Anesthesiologists are often challenged with unusual presentations of diseases in the operating room. The literature is replete with examples where an ST depression is known to be docile. [8] Up sloping ST segment depression is non-specific and may not be a marker of ischemia. Most often this nonspecific ST depression is lower than 1.5-2 mm. [9] In this case, there was down sloping ST depression amounting up to 3.4 mm. There was no history of CAD, post spinal block the fall in blood pressure was not significant enough to cause cardiac hypo-perfusion of such a degree, patient remained asymptomatic and the most sensitive lead in predicting intra-operative ischemia V5 [10] continued to show normal ST segment. A non-specific ST depression is often isolated and is not associated with reciprocal ST elevation. [11] ST segment analysis in lead aVL showed a value of +1.2 with ST depression in lead II which pointed toward inferior wall ischemia. [12] In case an index of suspicion for ischemia was not there in this case, it would have probably resulted into fatal MI.
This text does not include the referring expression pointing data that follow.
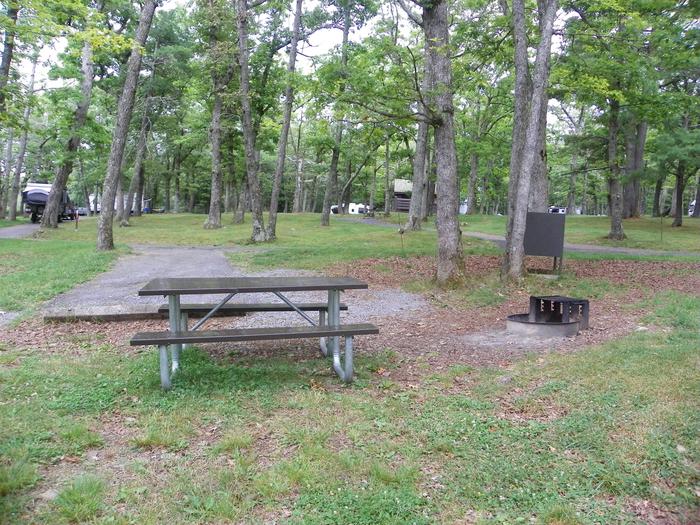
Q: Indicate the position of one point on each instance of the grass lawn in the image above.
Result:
(20, 220)
(645, 232)
(591, 437)
(34, 271)
(606, 434)
(301, 241)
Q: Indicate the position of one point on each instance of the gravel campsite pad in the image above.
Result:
(425, 330)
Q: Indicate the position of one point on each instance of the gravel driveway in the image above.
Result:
(118, 287)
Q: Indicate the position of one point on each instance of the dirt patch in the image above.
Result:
(649, 275)
(652, 513)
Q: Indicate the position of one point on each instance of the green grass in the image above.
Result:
(646, 232)
(81, 500)
(6, 222)
(301, 241)
(569, 438)
(34, 271)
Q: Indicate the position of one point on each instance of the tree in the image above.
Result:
(50, 217)
(526, 131)
(105, 240)
(14, 190)
(286, 121)
(259, 234)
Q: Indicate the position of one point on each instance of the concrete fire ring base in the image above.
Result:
(520, 324)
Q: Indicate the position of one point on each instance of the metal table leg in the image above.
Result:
(334, 316)
(175, 326)
(322, 322)
(344, 370)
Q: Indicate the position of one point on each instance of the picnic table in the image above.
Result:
(328, 328)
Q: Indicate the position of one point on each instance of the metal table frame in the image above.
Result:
(179, 322)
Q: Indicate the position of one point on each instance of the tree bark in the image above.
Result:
(332, 183)
(14, 191)
(635, 140)
(471, 184)
(615, 187)
(450, 257)
(524, 150)
(286, 121)
(678, 192)
(105, 238)
(136, 180)
(8, 52)
(259, 234)
(239, 216)
(53, 204)
(119, 200)
(387, 181)
(299, 193)
(214, 218)
(415, 208)
(427, 197)
(5, 184)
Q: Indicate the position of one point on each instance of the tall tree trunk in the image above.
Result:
(471, 184)
(635, 138)
(526, 141)
(656, 206)
(615, 187)
(696, 209)
(286, 121)
(427, 197)
(105, 239)
(571, 197)
(415, 208)
(83, 185)
(8, 51)
(214, 218)
(5, 184)
(259, 234)
(679, 188)
(539, 187)
(53, 204)
(136, 180)
(242, 204)
(331, 185)
(14, 191)
(119, 200)
(387, 180)
(373, 190)
(450, 256)
(299, 193)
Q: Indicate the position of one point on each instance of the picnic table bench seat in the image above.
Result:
(251, 334)
(234, 309)
(168, 366)
(180, 335)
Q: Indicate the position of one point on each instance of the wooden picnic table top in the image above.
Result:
(213, 285)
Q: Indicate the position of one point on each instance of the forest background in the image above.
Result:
(203, 108)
Silent myocardial ischemia/infarction is often seen in patients with autonomic neuropathy. [13] Our patient did not have any feature of or predisposing factor for autonomic neuropathy. It has been reported that normal patients perioperatively have higher incidence of silent myocardial ischemia. [14],[15] The spinal block given to the patient may be responsible for obscuring the manifestations of ischemic pain. The highest sensory block noted was up to T5; the autonomic block may have been higher due to differential blockade [16] and involving the cardiac sympathetic plexus [T1-T4].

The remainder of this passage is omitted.